We all know that the reason for the confrontation was that Trump, having holed up in a bunker last weekend, wanted to establish his masculinity again—the way he did when he used his father to get him out of serving in the military, or when he initiated an argument with the wife of a slain soldier, or when he bragged to people about walking into beauty pageant dressing rooms to gawk at the women in various stages of dishabille—you know, that kind of masculinity that plays so well with other "real men."
It didn't work. In fact, though it often seems impossible that Donald Trump can look any more foolish on one day than he did on the previous, he outdid himself in front of that D.C. church, holding a Bible—as Gail Collins wrote in today's N.Y. Times— as if "he had never touched a Bible before in his life. True cynics felt that it looked as if he had never touched a book, period."
And the cost of the president's narcissism and cowardice? The reputation of U.S. military who, and I hate to harp on this, are us.
I'm not naïve. There have been atrocities in war and American soldiers have sometimes been held responsible, but the iconic image of a soldier fighting to defend his country remains ingrained in all of us, especially those of a certain age for which World War II was recent history and stories of bravery were ubiquitous. But unless the governor of a besieged state formally makes a request, fighting Americans on American soil is not now and never has been the role of the U. S. military. And though the president is the Commander-in-Chief and does by definition have the right to call out that selfsame military, he retains that option only to forestall an invasion by a foreign power, not to roust people expressing their right to free speech and assembly in, of all places, the nation's capital.

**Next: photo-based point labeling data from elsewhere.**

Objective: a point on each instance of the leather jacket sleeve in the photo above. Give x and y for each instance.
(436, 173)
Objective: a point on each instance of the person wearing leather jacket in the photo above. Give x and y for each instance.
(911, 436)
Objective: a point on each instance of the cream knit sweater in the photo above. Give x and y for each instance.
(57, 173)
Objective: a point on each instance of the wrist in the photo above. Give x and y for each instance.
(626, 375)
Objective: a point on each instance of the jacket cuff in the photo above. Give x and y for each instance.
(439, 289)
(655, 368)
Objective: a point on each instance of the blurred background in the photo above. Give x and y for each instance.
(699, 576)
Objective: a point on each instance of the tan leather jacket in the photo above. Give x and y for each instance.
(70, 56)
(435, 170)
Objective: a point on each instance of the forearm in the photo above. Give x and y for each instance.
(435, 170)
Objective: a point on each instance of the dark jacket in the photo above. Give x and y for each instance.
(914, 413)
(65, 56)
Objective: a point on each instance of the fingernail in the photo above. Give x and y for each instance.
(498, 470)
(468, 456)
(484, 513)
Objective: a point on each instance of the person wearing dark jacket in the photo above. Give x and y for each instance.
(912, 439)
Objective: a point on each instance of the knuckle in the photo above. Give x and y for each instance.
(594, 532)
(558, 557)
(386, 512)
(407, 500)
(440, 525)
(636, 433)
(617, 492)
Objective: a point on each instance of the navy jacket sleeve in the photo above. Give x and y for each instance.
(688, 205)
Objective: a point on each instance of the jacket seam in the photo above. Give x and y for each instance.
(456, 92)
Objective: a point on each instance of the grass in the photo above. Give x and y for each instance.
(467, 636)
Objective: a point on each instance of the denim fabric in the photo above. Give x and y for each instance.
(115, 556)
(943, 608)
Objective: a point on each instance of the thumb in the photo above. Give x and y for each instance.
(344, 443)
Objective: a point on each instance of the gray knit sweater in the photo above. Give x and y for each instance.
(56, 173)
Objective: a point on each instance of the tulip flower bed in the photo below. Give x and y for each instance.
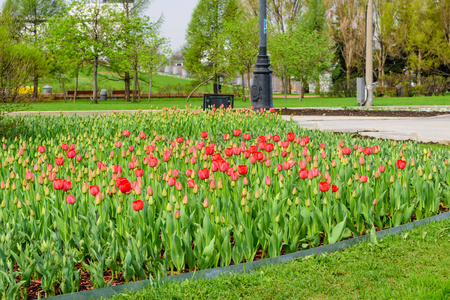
(88, 202)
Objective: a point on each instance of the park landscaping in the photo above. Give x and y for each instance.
(413, 265)
(119, 104)
(125, 197)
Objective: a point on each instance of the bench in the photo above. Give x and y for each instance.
(121, 94)
(81, 94)
(381, 91)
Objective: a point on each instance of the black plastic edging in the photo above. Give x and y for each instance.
(109, 292)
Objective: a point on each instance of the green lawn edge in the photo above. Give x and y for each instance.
(413, 265)
(119, 104)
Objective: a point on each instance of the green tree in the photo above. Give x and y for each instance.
(18, 63)
(203, 43)
(241, 38)
(30, 15)
(96, 28)
(153, 55)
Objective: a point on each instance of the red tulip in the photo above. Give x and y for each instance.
(123, 184)
(138, 172)
(70, 199)
(269, 147)
(363, 178)
(324, 186)
(191, 183)
(138, 205)
(290, 137)
(67, 185)
(117, 169)
(203, 174)
(303, 174)
(59, 161)
(58, 184)
(71, 154)
(209, 150)
(367, 150)
(401, 164)
(242, 169)
(94, 190)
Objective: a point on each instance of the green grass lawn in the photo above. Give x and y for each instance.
(111, 81)
(195, 102)
(414, 265)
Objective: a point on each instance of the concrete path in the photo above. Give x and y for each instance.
(431, 129)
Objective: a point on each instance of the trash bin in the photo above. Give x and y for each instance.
(103, 95)
(47, 89)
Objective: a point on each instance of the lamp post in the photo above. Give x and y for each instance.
(261, 93)
(369, 54)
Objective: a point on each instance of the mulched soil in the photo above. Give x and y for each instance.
(362, 113)
(34, 287)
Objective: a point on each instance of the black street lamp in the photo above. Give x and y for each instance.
(261, 93)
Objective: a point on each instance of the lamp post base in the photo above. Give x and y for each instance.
(261, 93)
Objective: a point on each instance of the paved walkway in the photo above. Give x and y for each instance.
(431, 129)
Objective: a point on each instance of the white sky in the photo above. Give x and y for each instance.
(177, 14)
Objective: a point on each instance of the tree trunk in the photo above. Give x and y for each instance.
(94, 81)
(301, 89)
(150, 87)
(35, 85)
(419, 70)
(248, 81)
(243, 87)
(127, 86)
(62, 84)
(216, 86)
(135, 85)
(76, 87)
(348, 78)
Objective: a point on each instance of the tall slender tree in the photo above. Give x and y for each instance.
(29, 16)
(203, 43)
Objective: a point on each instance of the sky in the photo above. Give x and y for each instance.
(176, 13)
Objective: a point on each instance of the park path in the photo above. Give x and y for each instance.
(425, 130)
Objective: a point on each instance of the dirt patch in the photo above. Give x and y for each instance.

The title of former Republican strategist Rick Wilson's book, Everything Trump Touches Dies, has been well earned. And now the president has set his sights on the military, hoping to convince them to join his battle against civilians. Retired United States Marine Corps general Jim Mattis probably slowed him a down a bit with his blistering attack in the Atlantic, defending our soldiers against ignorant leadership and labeling the president a threat to the Constitution. Yet it appears that the soldiers will remain stationed in our capital—more busloads have arrived.
One of the tragedies of the American Civil War was the fact that brother often fought against brother. It's happening again on the streets of our capital, but Trump—unlike Lincoln—will not view it as a tragedy. To him it's just business as usual.